The prohibition on travel to Cuba makes no sense, agreed Sen. Patrick Leahy of Vermont, one of the bill’s four Democratic co-sponsors. Four Republicans, including Flake, also signed on to support the bill.
“It’s one thing if another country tells me I can’t visit them; it’s another if my country tells me I can’t,” Leahy said Thursday. “This thing hasn’t worked.”
Advocates of the bill see lifting the travel ban as a first step toward repealing the embargo on trade with Cuba, which was imposed by the Kennedy administration more than 50 years ago and later codified by Congress.
The push in Congress to open Cuba to increased travel and trade comes a month after President Barack Obama announced that he’d move to normalize relations with the Communist state.

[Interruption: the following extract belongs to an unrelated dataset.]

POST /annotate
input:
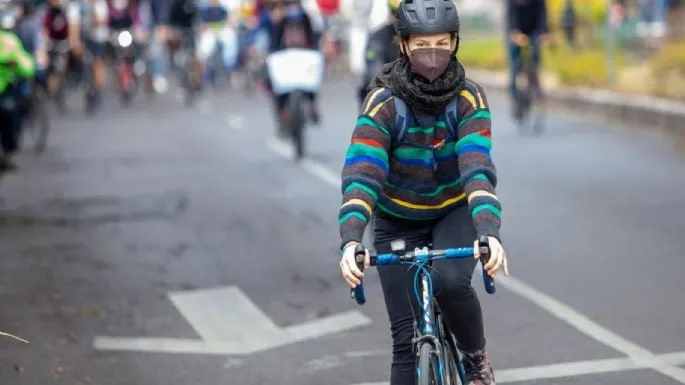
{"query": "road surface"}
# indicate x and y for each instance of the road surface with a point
(174, 246)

As of Jan. 16, new rules implemented by the Obama administration expand the leeway for travelers, but general tourism still isn’t allowed. Americans must fall into 12 categories of authorized travel, such as professional research, religious activities, athletic competitions and humanitarian projects.

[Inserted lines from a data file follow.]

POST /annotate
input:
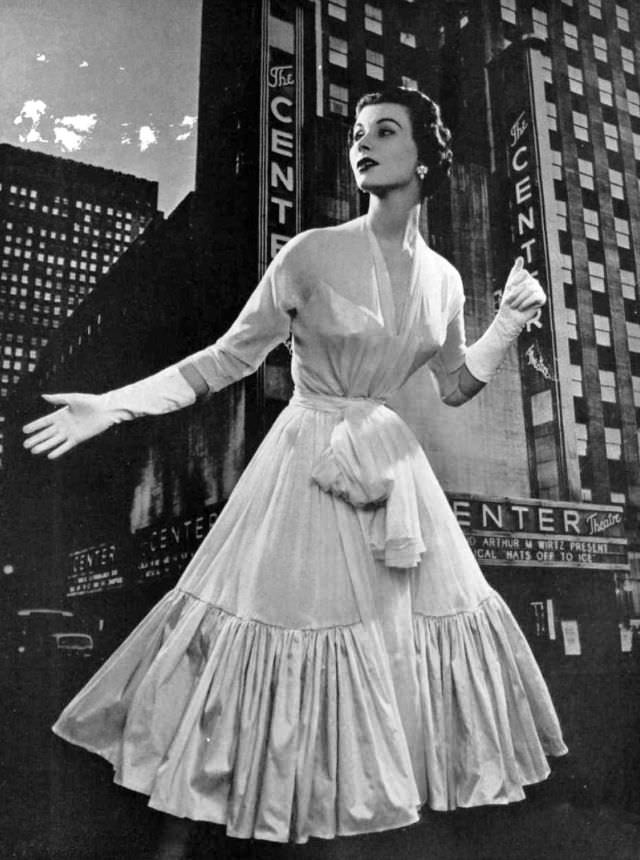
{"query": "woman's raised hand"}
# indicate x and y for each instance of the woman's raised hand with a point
(80, 417)
(522, 297)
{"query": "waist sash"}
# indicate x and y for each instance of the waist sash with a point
(373, 461)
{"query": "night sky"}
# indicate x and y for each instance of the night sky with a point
(108, 82)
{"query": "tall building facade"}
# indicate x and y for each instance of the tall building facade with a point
(554, 99)
(62, 225)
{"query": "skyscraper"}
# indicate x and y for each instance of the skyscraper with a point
(62, 225)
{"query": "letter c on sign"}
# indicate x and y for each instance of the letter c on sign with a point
(515, 161)
(276, 111)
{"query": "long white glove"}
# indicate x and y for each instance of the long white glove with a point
(521, 300)
(82, 416)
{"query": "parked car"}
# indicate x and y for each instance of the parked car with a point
(42, 631)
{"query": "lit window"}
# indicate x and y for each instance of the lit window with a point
(628, 281)
(622, 17)
(540, 21)
(338, 99)
(375, 64)
(591, 223)
(576, 379)
(600, 48)
(633, 336)
(570, 35)
(373, 19)
(576, 84)
(617, 184)
(338, 52)
(605, 88)
(596, 277)
(561, 212)
(607, 386)
(610, 136)
(603, 330)
(628, 61)
(508, 11)
(622, 232)
(580, 125)
(552, 116)
(613, 442)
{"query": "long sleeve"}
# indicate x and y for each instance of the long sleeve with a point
(447, 362)
(263, 323)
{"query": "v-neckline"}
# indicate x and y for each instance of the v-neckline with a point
(393, 320)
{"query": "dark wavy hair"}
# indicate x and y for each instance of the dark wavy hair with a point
(429, 132)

The bill filed in the Senate on Thursday would eliminate all remaining restrictions on U.S. travelers. An identical bill will be introduced next week in the House of Representatives. The White House supports the measure, pointing to Obama's call at his State of the Union address last week for Congress to begin working to end the embargo this year.

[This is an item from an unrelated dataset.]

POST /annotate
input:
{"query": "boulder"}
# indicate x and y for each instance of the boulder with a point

At Thursday’s news conference, Leahy shared an anecdote from his own visit to Cuba in recent days to illustrate how Obama’s announcement already has made an impact: He said he and his wife had been walking down the street in Havana when a Cuban man poked his head out of a shop and asked whether the pair were Americans. When they answered yes, the man pointed to an American flag in his window.
“We’d never seen that before – it was wonderful,” said Leahy, who compared Cuba to East Germany after the Berlin Wall fell in 1989.
His colleague, Democratic Sen. Richard Durbin of Illinois, said the hope of the bill’s co-sponsors was that U.S. tourists would take not only money to spend in Cuba but also American ideals.
“The way you change society is through personal relationships,” Durbin said, “and lifting the travel ban is a tremendous step in the right direction.”
Despite the Republican co-sponsors, the bill won’t be an easy sell in a Republican-controlled Congress. Obama’s unilateral action to ease relations with Cuba was criticized by many Republican lawmakers, who say it lacks sufficient concessions from the Cuban government.
Lawmakers who oppose further engagement with Cuba were quick to denounce the legislation.
“Lifting the tourism ban would infuse the Castro dictatorship with billions of dollars, which it would use to more aggressively oppose U.S. interests in our hemisphere and to further repress the Cuban people,” said Rep. Carlos Curbelo, R-Fla.
“There is a strong sense in the House,” Curbelo said, “that the Obama administration’s Cuba policy shift is yet another foreign-policy blunder with which most members do not want to be associated.”